Brandon Henrie, a former CSU-Pueblo defensive back, has been a rock. They are talking about marriage, though they haven't set a date.

And Henrie's grandmother, LaWana Coulter-Dickey, moved to Pueblo from Denver and lives with the new family. She is helping care for the boys while Henrie works and Anderson plays and finishes school.

"We have a two-bedroom apartment. In one room is our bed and two cribs, and grandma is in the other," Anderson laughed. "At least we have a huge closet to put everything in."

She also has more babysitters than she will ever need. Her teammates, past and present, all help with the kids. They get passed around like bags of popcorn at games as people jockey to hold them.


Anderson's cheering section grew exponentially and she hasn't missed a beat on the court. She is in better shape than most of her teammates and other players in the RMAC. She hasn't quite warmed to first-year coach Curtis Loyd, and probably doesn't have enough season left to give into him completely.

She averaged 12 points — and 29 minutes — per game this season.

Anderson now carries diaper bags and car seats along with her gym bag. While everyone pitches in, late nights and long days — times two — come with being a mom. She has had to adjust her lifestyle to fit in with practices, games and exhausting road trips common in the RMAC.

Anderson played her 120th game for CSU-Pueblo last month. That now is the most-ever in school history. She could finish second in scoring.

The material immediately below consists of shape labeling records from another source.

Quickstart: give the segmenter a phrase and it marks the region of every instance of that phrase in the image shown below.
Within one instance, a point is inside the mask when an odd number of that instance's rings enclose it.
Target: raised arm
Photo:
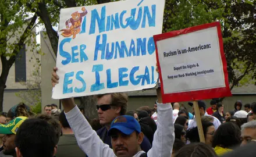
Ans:
[[[157,129],[154,135],[148,157],[170,156],[175,140],[172,108],[170,103],[162,104],[160,88],[157,92]]]
[[[52,84],[58,83],[56,68],[54,69]],[[88,156],[115,156],[109,146],[104,144],[76,105],[73,98],[61,99],[66,117],[81,149]]]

The 21-year-old is a gritty player. She talks trash. She plays with fire and, sometimes, with fury. She's the one you want standing next to you when trouble strikes. She's not afraid of, well, anything.

But talking about her boys, and this ordeal, reduced even the toughest baller to tears.

"You hear parents say that they would take a bullet for their kids or do anything to take away their pain," she said as giant tears welled up in her eyes. "And as a kid you think, there's no way, that they are full of it. But, then, it's true. I can't even imagine my life without them.

"I thought I loved basketball. That's nothing. These boys are my life."